Dommage qu’autant de manifestant.es ( 10 000 ‒ 100, donc ) les aient considérés déjà coupables d’être des individus violents, donc contre la doxa revendicatrice locale, alors qu’ils se voulaient juste des ouvriers combatifs.

Un signal clair

«C’est la première et dernière fois de ma vie que je bloque un rond-point. Je venais me battre pour ma retraite, pas pour me retrouver ici ( au tribunal ndr ) »

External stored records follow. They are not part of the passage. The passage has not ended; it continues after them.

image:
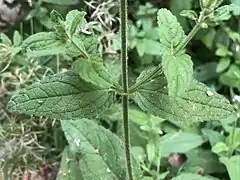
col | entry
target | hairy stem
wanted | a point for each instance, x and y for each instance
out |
(123, 16)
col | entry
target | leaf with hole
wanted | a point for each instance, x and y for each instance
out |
(198, 103)
(64, 95)
(179, 73)
(92, 70)
(101, 153)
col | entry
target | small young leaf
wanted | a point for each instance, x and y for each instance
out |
(171, 33)
(81, 44)
(43, 41)
(17, 38)
(232, 165)
(223, 64)
(74, 19)
(64, 95)
(92, 70)
(198, 103)
(235, 7)
(59, 25)
(213, 136)
(179, 73)
(69, 168)
(231, 78)
(152, 47)
(220, 147)
(222, 13)
(101, 151)
(5, 39)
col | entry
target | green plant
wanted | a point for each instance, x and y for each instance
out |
(89, 89)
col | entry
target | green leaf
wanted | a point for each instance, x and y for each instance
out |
(151, 150)
(191, 176)
(140, 47)
(81, 44)
(62, 2)
(222, 13)
(43, 41)
(232, 165)
(223, 51)
(5, 39)
(69, 168)
(189, 14)
(152, 47)
(235, 7)
(17, 38)
(101, 151)
(179, 73)
(58, 24)
(92, 70)
(171, 33)
(223, 64)
(204, 159)
(198, 103)
(233, 139)
(220, 148)
(179, 142)
(74, 19)
(177, 7)
(231, 78)
(64, 95)
(213, 136)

Ces quelques mots sont relayés par La Voix du Nord. Le journaliste y voit des regrets. Nous ne faisons pas la même analyse. Ces mots traduisent la peur et la soumission dans lesquelles l’État et son patron l’ont enferré. Il sait désormais ce qu’il en coûte de s’opposer au diktat du premier et de jouer les rebelles sur les terres du second.

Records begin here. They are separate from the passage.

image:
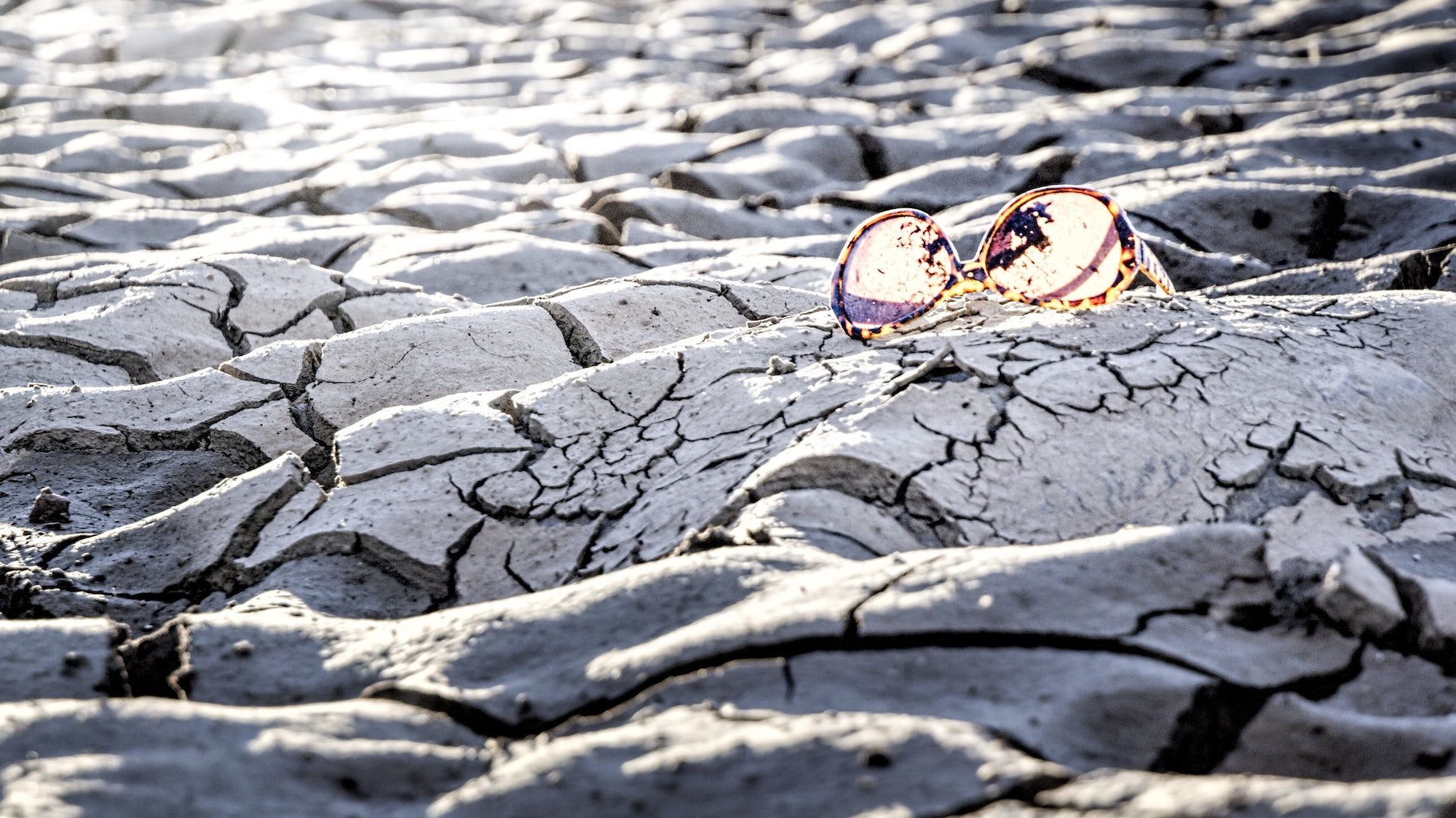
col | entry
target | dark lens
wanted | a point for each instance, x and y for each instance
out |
(1061, 245)
(896, 266)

Des jugements comme celui-ci, il y en a depuis des années. Dès que la classe ouvrière tente de résister à l’emprise du patronat, elle doit savoir que ce dernier fera systématiquement appel à ses pairs de classe, via les relais préfectoraux et locaux. Ces derniers diligenteront leurs nervis pour dézinguer et coffrer ses militants. Un tribunal indépendant se chargera de les ramener à leur condition de citoyen silencieux et de salarié pénitent. Une classe sage.

« On a servi d’exemple » dit un autre. Il n’est pas dupe de la volonté de la classe dominante de casser dans l’œuf toute velléité d’opposition. Il sait aussi que ses bras sont la source de la puissance de ceux qui possèdent son outil de travail.

Tous deux, les six et tous les interpellés enragent d’être traités comme la valetaille qui doit faire acte de soumission à la bourgeoise.

La dépolitisation est une source majeure de cet épisode. La classe ouvrière peine à se reconnaître comme telle. Les partis de gauche ou de n’importe quoi ont renoncé à la Révolution ; les syndicats à l’émancipation des travailleurs.

Nul ne tente d’analyser les décisions de justice en terme de classe. La lutte est considérée comme un trouble à l’ordre public. De quel trouble et de quel ordre parle-t-on ?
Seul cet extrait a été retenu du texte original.